Йогиня. Моя жизнь в 23 позах йоги - [104]
Иногда, расчесывая Люси, я осознавала, что сейчас закладываю в дочери отпечаток на будущее, — и теперь она всегда будет ненавидеть, когда кто-то трогает ей волосы, пытается грубо взять над ней контроль.
Она взглянула на меня.
— Ты грубая, — сказала она. — В тебе столько грубости.
Она не отводила взгляд. Мои волосы торчали во все стороны — их давно пора было постричь и покрасить. Люси не преминула обратить на это внимание:
— Мам. У тебя беспорядок в волосах. — Пауза. — У тебя на голове просто кошмар.
Она выхватила щетку, видимо научившись жестокости у меня, и стала драть мои грязные спутанные волосы. Это было невыносимо — чтобы мой собственный ребенок меня причесывал! Я закричала и отняла у нее расческу. Наши глаза встретились. Люси мне отомстила. Она посмотрела на щетку в моей руке и произнесла:
— Это орудие пытки. Теперь ты знаешь сама.
Я взглянула на нее. Я не готова была бросить расческу и поддаться ей, но в голове промелькнула мысль: почему бы и нет? Почему не позволить ей пойти в школу с растрепанными волосами? Какая к черту разница? Я тихонько забрала у нее щетку и бросила ее на диван.
Пора было бежать на остановку. Я надела пальто поверх пижамы. Выйдя на крыльцо, мы увидели солнце, выглядывающее из-за склона горы Грин-Маунтин. Я отстала на несколько шагов, глядя, как моя дочь шагает по дороге к школьному автобусу. Брюс и Уилли шли во главе процессии — очень высокий и очень маленький человечек, зрительное несоответствие. Моя дочь была высокой и шла прямо, уверенно встряхивая кудрявым спутанным хвостом. У моей дочери было всё то, чего никогда не было у меня в детстве: прямая осанка, красота, искренность. И все равно я пыталась сделать ее более совершенной, аккуратной, «приличной». Менее реальной и более правильной.
Но что, если применить идею о противовесе, подкинутую нам Сейдел, здесь и сейчас? Что, если не вести себя так, будто у меня есть цель, а взять и поступить иначе? Перестать заморачиваться, пытаясь всё сделать идеально. Поймав себя на этой мысли, я чуть не споткнулась.

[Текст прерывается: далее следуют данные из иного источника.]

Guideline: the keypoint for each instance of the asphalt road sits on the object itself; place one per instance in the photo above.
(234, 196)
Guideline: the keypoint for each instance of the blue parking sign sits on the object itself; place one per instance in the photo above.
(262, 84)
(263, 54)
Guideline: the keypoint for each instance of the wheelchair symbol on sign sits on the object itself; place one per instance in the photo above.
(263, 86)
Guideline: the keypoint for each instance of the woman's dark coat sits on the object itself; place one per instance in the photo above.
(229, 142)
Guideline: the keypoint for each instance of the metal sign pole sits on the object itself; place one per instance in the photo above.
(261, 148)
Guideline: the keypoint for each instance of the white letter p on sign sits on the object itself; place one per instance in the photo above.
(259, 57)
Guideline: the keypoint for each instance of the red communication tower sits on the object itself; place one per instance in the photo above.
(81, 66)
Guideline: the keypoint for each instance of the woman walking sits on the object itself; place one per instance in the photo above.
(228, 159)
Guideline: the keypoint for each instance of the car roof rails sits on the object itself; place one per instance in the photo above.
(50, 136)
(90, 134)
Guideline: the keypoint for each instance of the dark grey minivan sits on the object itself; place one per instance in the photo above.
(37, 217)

На остановке я поцеловала детей, приобняв Люси особенно крепко. Позднее на той неделе я отправилась на занятие в йога-студию, куда ходила редко. Это был один из «йога-супермаркетов», сеть с филиалами в нескольких штатах. Это создавало странную динамику: занимаясь там, я действительно чувствовала себя винтиком в гигантском механизме йога-индустрии. Большие, вылизанные до блеска и безликие залы кишели студентками университета Колорадо, повсюду вам предлагали корпоративные товары и, что ужасно раздражало, полотенца за немаленькую арендную плату. В каком-то извращенном смысле студию можно было охарактеризовать одним словом: чистота. Если йога — выход за пределы своего «я», то это место действительно заставляло вас ощутить максимальную обезличенность. Только вот везде были зеркала. Они не давали забыть о том, кто вы все-таки такие.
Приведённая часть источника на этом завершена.